O tio, espigado e magro, cabelo curto, olhos miúdos e atentos, gostava de dançar e era capaz de andar léguas atrás de um forró. E, quando precisava, dava uma de delegado e impunha respeito e justiça caso algum desavisado intentasse bagunçar a boa paz do lugar.
Para chegar ao Canindé havia uma estrada de terra que se tornava intransitável em dias de fortes chuvas. Passando o Inderê, uma outra estação de trem perdida naquele cerrado imenso, e já na metade do caminho, havia um córrego com uma ponte de madeira que mal dava para uma condução passar. Foi nesse córrego, um pouco mais abaixo, que caiu um trem ao atravessá-lo sem a ponte que uma forte enchente havia levado poucas horas antes. A única imagem que me ficou gravada na memória deste desastre era a locomotiva, uns ferros pretos retorcidos, enterrada na margem do córrego com a chaminé soltando fumaça como um animal agonizando.

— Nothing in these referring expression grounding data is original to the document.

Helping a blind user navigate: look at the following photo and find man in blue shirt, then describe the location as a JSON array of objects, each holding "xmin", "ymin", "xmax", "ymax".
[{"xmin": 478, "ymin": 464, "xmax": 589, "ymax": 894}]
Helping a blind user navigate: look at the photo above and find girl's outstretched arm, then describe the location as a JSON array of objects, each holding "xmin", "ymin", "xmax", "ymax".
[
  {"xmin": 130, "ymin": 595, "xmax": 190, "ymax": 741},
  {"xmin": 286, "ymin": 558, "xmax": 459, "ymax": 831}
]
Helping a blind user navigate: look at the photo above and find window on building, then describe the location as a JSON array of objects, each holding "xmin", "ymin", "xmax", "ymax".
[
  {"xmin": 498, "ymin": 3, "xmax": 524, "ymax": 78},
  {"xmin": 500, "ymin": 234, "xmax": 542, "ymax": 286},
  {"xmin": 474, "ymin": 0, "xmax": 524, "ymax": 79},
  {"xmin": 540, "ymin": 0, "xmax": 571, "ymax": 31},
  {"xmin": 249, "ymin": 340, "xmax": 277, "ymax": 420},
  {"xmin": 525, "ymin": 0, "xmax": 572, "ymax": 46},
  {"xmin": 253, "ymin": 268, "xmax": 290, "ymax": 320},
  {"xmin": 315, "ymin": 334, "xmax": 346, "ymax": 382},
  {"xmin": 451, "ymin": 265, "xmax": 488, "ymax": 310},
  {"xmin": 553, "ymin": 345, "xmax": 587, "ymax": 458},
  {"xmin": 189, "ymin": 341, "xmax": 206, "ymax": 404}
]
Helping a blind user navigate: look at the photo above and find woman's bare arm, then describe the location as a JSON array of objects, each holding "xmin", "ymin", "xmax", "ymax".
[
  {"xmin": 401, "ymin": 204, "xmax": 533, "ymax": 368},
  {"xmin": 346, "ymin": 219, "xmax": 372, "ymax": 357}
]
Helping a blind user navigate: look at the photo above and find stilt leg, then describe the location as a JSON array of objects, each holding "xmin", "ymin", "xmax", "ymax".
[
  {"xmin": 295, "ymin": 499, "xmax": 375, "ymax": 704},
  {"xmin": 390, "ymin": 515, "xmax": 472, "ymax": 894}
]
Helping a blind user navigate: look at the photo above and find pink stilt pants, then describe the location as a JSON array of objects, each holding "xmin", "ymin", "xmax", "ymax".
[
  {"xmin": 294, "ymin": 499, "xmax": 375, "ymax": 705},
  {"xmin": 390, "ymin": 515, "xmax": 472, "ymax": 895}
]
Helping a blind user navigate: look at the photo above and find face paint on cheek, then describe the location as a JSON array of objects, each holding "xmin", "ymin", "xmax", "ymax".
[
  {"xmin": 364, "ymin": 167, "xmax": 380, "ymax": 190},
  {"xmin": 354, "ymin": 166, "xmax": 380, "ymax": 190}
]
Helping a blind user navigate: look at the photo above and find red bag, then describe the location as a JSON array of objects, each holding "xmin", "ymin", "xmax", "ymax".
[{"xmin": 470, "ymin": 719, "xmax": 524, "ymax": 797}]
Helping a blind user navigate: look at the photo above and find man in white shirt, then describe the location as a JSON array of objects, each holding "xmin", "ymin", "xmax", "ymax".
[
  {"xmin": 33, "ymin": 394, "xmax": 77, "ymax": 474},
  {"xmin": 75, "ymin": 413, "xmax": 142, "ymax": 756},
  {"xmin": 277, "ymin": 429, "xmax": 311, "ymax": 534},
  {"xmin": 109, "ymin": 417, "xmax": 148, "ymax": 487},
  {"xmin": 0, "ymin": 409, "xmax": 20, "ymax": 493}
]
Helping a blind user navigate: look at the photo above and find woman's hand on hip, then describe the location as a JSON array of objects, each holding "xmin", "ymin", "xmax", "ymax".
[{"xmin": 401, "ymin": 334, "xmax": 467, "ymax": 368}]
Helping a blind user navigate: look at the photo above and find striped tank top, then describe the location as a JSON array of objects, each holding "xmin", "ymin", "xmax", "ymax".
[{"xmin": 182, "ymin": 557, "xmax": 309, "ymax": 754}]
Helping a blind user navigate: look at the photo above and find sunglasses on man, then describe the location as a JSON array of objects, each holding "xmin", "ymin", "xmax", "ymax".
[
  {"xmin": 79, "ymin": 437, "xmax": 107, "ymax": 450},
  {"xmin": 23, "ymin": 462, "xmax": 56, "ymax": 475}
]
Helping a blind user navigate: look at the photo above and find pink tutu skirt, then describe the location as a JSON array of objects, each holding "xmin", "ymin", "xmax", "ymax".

Na entrada da cidade, à direita ficava a igrejinha, aonde eu ia com o padre rezar a missa todos os quintos domingos do mês, o que dava umas cinco missas por ano. Em frente à igreja havia uma árvore sombrosa sob a qual uns bêbados começaram a brigar, interrompendo a missa e colocando para correr padre e sacristão e umas velhas carolas.
Logo depois da igrejinha, a primeira casa à esquerda era o grupo escolar com uma torre e uma caixa d’água no alto, e onde por uns tempos morou a tia Dirce, irmã da minha mãe; seguindo em frente, cruzando os trilhos do trem já se podia avistar, à esquerda a estação de trem com suas paredes robustas de cimento e teto de zinco e com seu enorme pátio de manobras em frente. Na parede em letras garrafais negras a palavra Canindé identificando de longe o lugar.
Em frente da estação se descortinava a avenida principal, larga, em terra batida e plana como uma mesa de bilhar, com lindas casas e um movimento intenso de pedestres, carroças e cavaleiros de todo tipo. No fim da avenida se começara a construir uma nova igreja, grande, com duas torres laterais e que pretendia ser a maior de toda a região. Virando à direita, já na saída do lugarejo, no meio do cerrado, estava o campo de futebol de terra batida e traves de madeira, palco de jogos históricos entre o time deles e o nosso, que os mais velhos contavam com voz embargada e eu ouvia de olhos arregalados.
Tudo isso me veio de golpe á memoria quando passei por lá uns anos atrás a caminho do Deus me Livre. Difícil reconhecer o outrora Canindé tão próspero da minha infância e que não suportou o vazio deixado quando aposentaram as locomotivas a vapor da antiga Cia. Mogiana. Apenas uns poucos moradores, descrentes, insistiam em morar no lugarejo que aos poucos vai desaparecendo acuado pelos novos tempos e pela plantação da cana-de-açúcar. A velha estação de trem, abandonada, parecia um casarão habitado por fantasmas; na parede a palavra Canindé, meio chamuscada, mas nítida, resistia à espera de trens que não passam nunca; da velha igrejinha não sobrou nada e da nova, umas poucas paredes insistiam em ficar de pé a espera de missas no quinto domingo do mês que nunca serão rezadas.
Pela grande avenida, que aos olhos do adulto já não era tão grande assim como era aos olhos do menino, agora vazia, sem viva alma, num silêncio de morte e um cheiro de melaço no ar, imaginei a alma do tio Zé “Cumprido” caminhando, nos seus passos largos, quase de militar, fazendo a ronda como um velho xerife dos filmes de cowboy do velho oeste.